“This report of my death was an exaggeration,” Mark Twain once noted laconically, when plainly the phrase he should have employed was the more fruitily ornate “Rumours of my demise have been greatly exaggerated.”
Now, in a similar vein, Group Armagh chief exec Frank Boisseau has stated that his firm “would be around for a long time,” when he should surely instead have declared, as Gloria Gaynor and countless persons of unsettled personal life have insisted before him, “I will survive!”
Brokers have been getting on the French insurer’s case following various Eurocreek-triggered ratings downgrades. Swiss Re, who famously know loads of stuff and do real research and everything, recently concluded that if the the so-called GIPSI countries (Greece, Italy, Portugal, Spain and Ireland) were all to write down their debts by 50% it could decimate European insurers’ capital base two and a half times over (i.e. reduce them by 25%). Which would be quite bad.

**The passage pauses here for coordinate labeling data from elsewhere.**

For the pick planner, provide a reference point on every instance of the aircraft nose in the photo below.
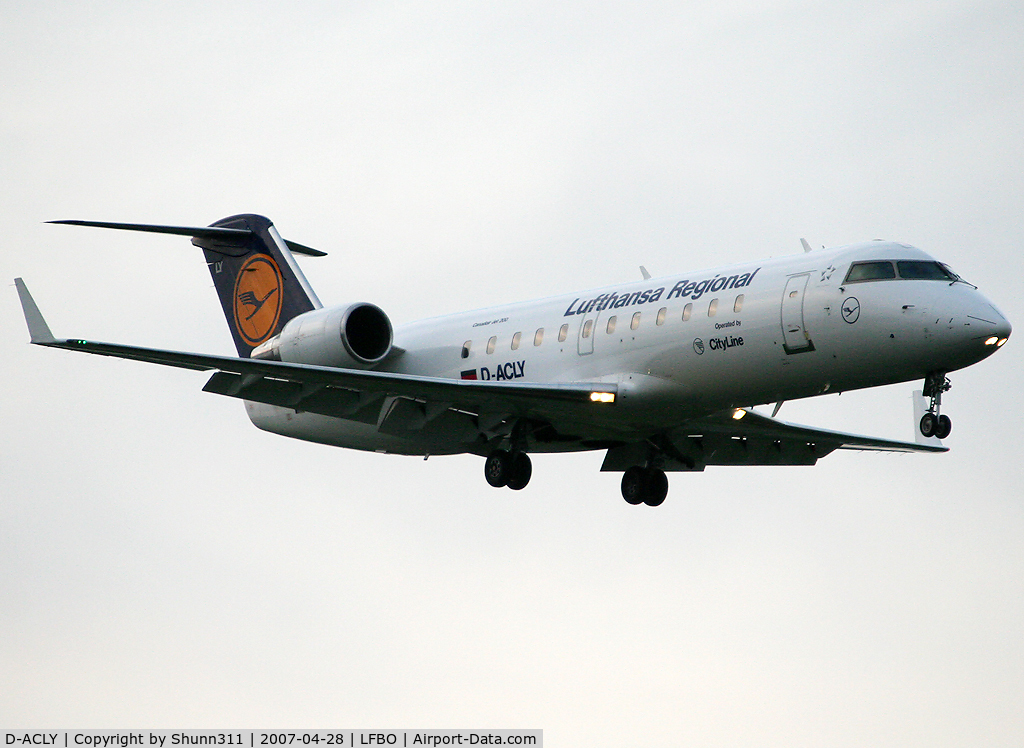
(998, 333)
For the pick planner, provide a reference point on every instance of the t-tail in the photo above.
(258, 281)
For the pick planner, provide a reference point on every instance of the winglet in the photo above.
(38, 328)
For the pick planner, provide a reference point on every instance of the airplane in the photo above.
(662, 373)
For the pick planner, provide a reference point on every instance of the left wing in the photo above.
(350, 392)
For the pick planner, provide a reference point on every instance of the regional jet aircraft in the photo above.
(660, 373)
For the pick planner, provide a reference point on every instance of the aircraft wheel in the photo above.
(497, 469)
(929, 424)
(656, 487)
(521, 469)
(634, 482)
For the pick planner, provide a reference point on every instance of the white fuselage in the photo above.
(689, 344)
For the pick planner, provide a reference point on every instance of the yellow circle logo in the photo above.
(258, 293)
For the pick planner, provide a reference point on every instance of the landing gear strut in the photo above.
(644, 486)
(932, 423)
(508, 468)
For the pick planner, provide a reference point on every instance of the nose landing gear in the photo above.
(932, 423)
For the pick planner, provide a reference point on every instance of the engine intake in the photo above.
(356, 336)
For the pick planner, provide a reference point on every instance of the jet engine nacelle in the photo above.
(356, 336)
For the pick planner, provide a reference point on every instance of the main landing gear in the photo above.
(645, 486)
(511, 468)
(932, 423)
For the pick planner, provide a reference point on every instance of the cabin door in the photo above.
(588, 330)
(796, 338)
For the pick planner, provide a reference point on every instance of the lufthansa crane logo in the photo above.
(257, 298)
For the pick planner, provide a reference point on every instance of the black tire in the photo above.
(656, 487)
(521, 469)
(497, 468)
(929, 424)
(634, 484)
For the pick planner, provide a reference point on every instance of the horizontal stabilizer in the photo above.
(220, 235)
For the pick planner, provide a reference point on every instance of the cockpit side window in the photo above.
(873, 271)
(924, 271)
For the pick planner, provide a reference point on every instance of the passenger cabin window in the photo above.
(878, 271)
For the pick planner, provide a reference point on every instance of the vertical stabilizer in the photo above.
(257, 279)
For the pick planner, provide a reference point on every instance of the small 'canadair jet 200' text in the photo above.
(660, 373)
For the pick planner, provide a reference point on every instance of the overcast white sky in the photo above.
(163, 564)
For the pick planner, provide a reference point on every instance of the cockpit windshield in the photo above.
(907, 269)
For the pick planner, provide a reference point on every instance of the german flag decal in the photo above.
(258, 299)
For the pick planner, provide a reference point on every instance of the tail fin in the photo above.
(259, 283)
(256, 276)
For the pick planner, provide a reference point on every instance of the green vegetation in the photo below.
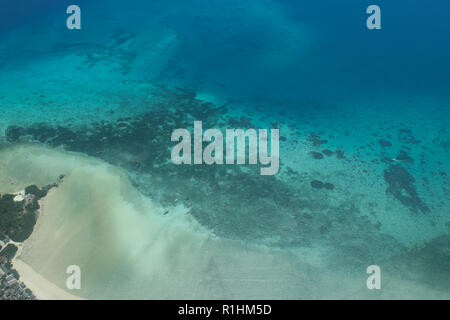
(38, 193)
(9, 251)
(17, 218)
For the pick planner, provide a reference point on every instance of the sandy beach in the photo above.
(41, 287)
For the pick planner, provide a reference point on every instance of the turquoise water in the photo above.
(373, 105)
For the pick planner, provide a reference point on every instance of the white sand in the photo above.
(41, 287)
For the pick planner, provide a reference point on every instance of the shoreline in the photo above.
(42, 288)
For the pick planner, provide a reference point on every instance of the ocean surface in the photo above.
(364, 112)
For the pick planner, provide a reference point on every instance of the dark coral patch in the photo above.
(327, 152)
(401, 186)
(384, 143)
(316, 184)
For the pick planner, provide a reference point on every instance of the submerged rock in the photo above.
(401, 186)
(384, 143)
(340, 154)
(316, 184)
(317, 155)
(403, 156)
(329, 186)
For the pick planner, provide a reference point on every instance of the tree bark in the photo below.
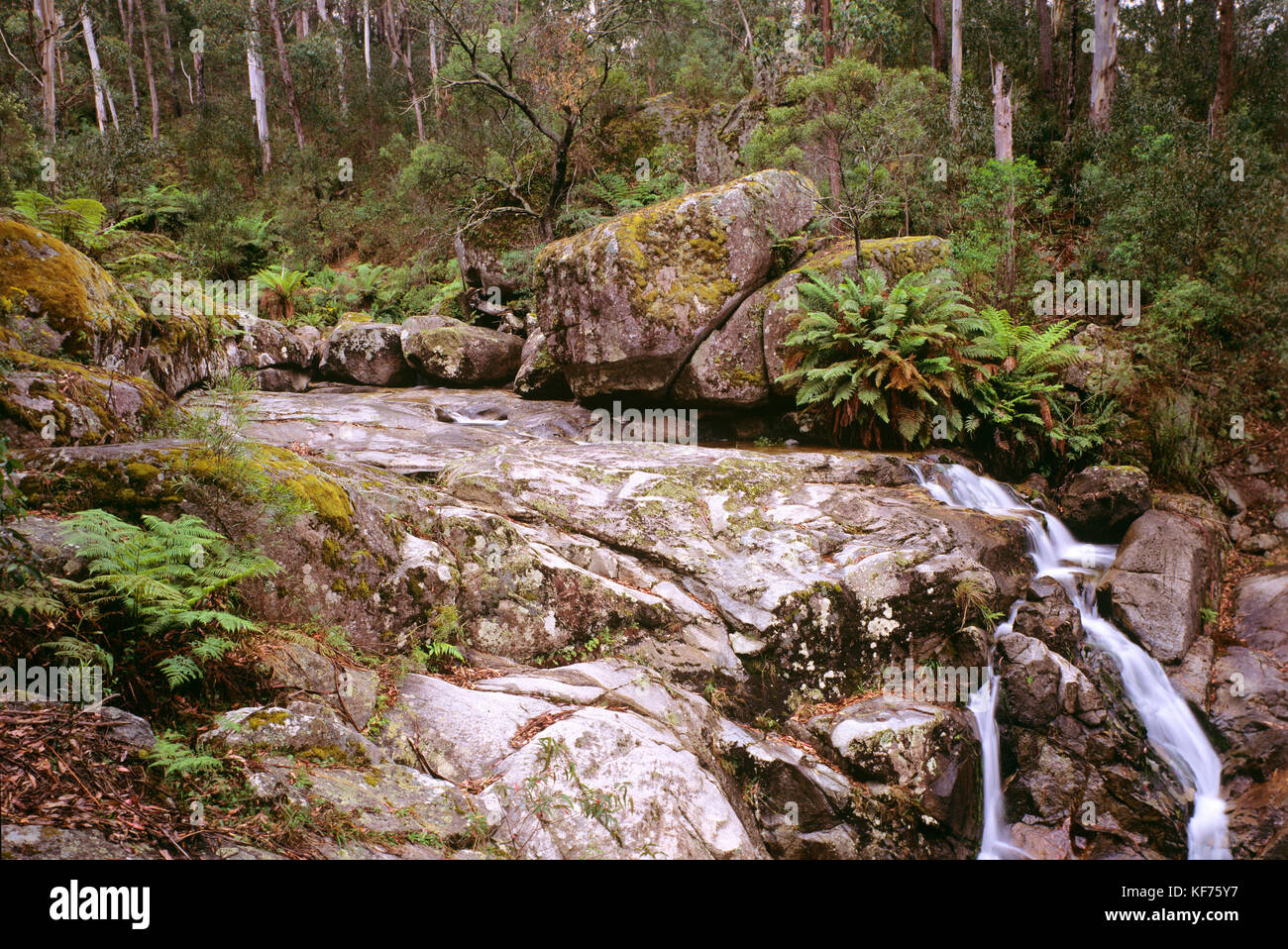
(1046, 65)
(1224, 71)
(147, 67)
(954, 78)
(168, 58)
(284, 63)
(1104, 63)
(339, 55)
(258, 88)
(938, 60)
(395, 34)
(1004, 112)
(366, 38)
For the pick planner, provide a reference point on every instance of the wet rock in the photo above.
(800, 802)
(1258, 820)
(1100, 501)
(395, 799)
(928, 752)
(1163, 576)
(282, 380)
(300, 667)
(728, 369)
(1038, 684)
(50, 402)
(449, 351)
(1258, 544)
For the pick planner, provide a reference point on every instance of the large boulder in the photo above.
(1249, 679)
(365, 353)
(729, 368)
(455, 353)
(626, 303)
(1100, 501)
(60, 301)
(1162, 580)
(928, 752)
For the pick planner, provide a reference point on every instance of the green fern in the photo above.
(161, 580)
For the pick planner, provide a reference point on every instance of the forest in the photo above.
(644, 428)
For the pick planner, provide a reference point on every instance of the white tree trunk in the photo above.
(48, 20)
(1104, 63)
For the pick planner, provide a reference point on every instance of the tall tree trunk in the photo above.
(48, 18)
(258, 88)
(1046, 67)
(147, 67)
(395, 33)
(339, 55)
(95, 67)
(128, 31)
(1004, 112)
(1070, 73)
(938, 60)
(954, 73)
(1104, 63)
(279, 40)
(1224, 69)
(168, 58)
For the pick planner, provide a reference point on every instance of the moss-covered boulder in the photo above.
(893, 257)
(625, 303)
(366, 353)
(455, 353)
(55, 402)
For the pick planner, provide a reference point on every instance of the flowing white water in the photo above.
(1170, 722)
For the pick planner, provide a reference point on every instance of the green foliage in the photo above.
(884, 125)
(874, 361)
(165, 580)
(918, 364)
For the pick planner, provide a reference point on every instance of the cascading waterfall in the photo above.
(1170, 722)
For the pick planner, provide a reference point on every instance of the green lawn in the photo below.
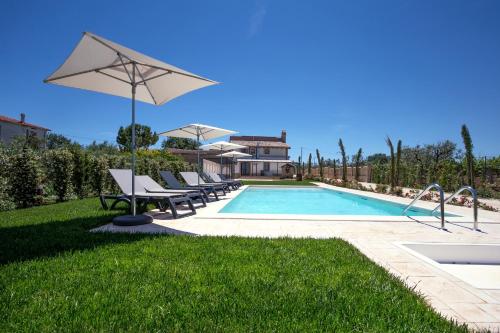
(279, 182)
(56, 276)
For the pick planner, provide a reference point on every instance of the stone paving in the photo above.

Insurance Times (which as attentive readers may have noticed by now was the only insurance paper Bankstone News got round to plagiarising this week) noted that whilst insurers view a full-on Euro breakup (like a powerful electric fan in a busy drey) as very much a tail risk, the mere thought of it is putting the wind up many observers.
Cheer up Bankstone News, says, it might never happen!